6.09.2012

de bijna-armen vallen uit de boot

Het vakblad van de welzijnssector, Weliswaar, publiceerde een rake analyse door Eric Nysmans van Welzijnszorg Kempen over de 'Bijna-armen', 'stadsvernieuwing' en de groeiende kloof 'tussen wat mensen hebben en wat ze nodig hebben om menswaardig te kunnen leven'.

Onze samenleving heeft prachtige systemen om de allerarmsten te beschermen. De OCMW’s bijvoorbeeld, en de diensten voor samenlevingsopbouw. Maar er is een groep van ‘bijna-armen’ die vaak uit de boot vallen. Mensen met een laag inkomen die toch net te veel verdienen om (voldoende) steun te krijgen. Het klinkt cru, maar soms is het beter als een OCMW zijn cliënten niet te goed helpt. Als de kansarmen ‘opklimmen’ tot die groep van ‘bijna-armen’, dan verliezen ze veel voordelen. Sommige ouders verdienen bijvoorbeeld net te veel voor een studiebeurs, waardoor ze minder geld overhouden.

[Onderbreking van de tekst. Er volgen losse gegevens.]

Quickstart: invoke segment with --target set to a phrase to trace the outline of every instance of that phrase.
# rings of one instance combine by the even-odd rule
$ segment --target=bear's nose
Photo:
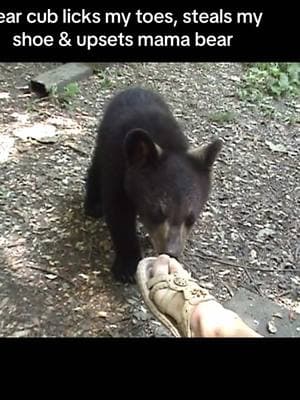
[[[177,261],[179,261],[180,253],[176,250],[168,250],[165,252],[167,256],[175,258]]]

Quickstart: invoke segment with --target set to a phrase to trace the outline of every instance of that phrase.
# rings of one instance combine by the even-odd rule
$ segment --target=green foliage
[[[263,97],[300,94],[300,63],[247,64],[238,91],[242,99],[261,100]]]

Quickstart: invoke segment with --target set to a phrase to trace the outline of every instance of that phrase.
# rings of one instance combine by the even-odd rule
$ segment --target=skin
[[[182,269],[174,258],[160,255],[153,263],[151,275],[174,274]],[[156,292],[153,301],[158,308],[167,291],[168,289],[161,289]],[[177,310],[182,306],[183,299],[178,295],[173,297],[166,310],[161,311],[176,320]],[[191,330],[194,337],[261,337],[236,313],[224,308],[217,301],[207,301],[195,306],[191,315]]]

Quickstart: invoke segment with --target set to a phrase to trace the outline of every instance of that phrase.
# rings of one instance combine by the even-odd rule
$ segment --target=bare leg
[[[173,258],[159,256],[153,263],[151,275],[174,274],[183,267]],[[160,289],[154,294],[153,301],[160,308],[168,289]],[[174,295],[169,304],[163,304],[164,313],[178,318],[177,310],[183,306],[183,298]],[[191,315],[191,330],[194,337],[260,337],[233,311],[227,310],[217,301],[210,300],[195,305]]]

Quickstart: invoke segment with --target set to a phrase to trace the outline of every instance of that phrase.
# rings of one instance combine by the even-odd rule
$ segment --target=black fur
[[[174,226],[188,224],[188,218],[193,224],[208,198],[220,147],[215,141],[201,156],[188,154],[169,107],[152,91],[130,88],[108,104],[88,171],[85,211],[105,216],[118,280],[133,281],[142,258],[137,214],[150,230],[165,219]]]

Op zich scheelt er niets aan ons sociale systeem. Dat is zelfs heel waardevol, alleen is er een serieuze kloof tussen wat mensen hebben en wat ze nodig hebben om menswaardig te kunnen leven. Hoe kunnen we dat verschil ‘bijpassen’, zonder het risico op de bekende werkloosheidsval te vergroten? En wie moet daarvoor zorgen?
Het gaat niet alleen om financiële hulp. Er zijn ook structurele problemen. Heel wat steden werken sinds de jaren ’80 aan stadsvernieuwingsprojecten. Een goede zaak, want zo worden kansarme buurten opgewaardeerd. Maar als die ‘stadskankers’ verdwijnen, komen er nieuwe, kapitaalkrachtige mensen in die buurten wonen. En zij jagen de armen en de ‘bijna-armen’ weg uit het centrum. Die groep belandt steeds vaker in de goedkopere buitengebieden, de rand van de stad of het platteland. Op zich geen probleem, maar daardoor ontstaat er een andere vorm van armoede: vervoersarmoede. Op het platteland en in de stadsrand verdwijnen de buurtwinkels, de bakkers, de huisartsen, de apothekers. Als een gezin dan maar één – of helemaal geen – auto heeft, komen ze sneller in de problemen.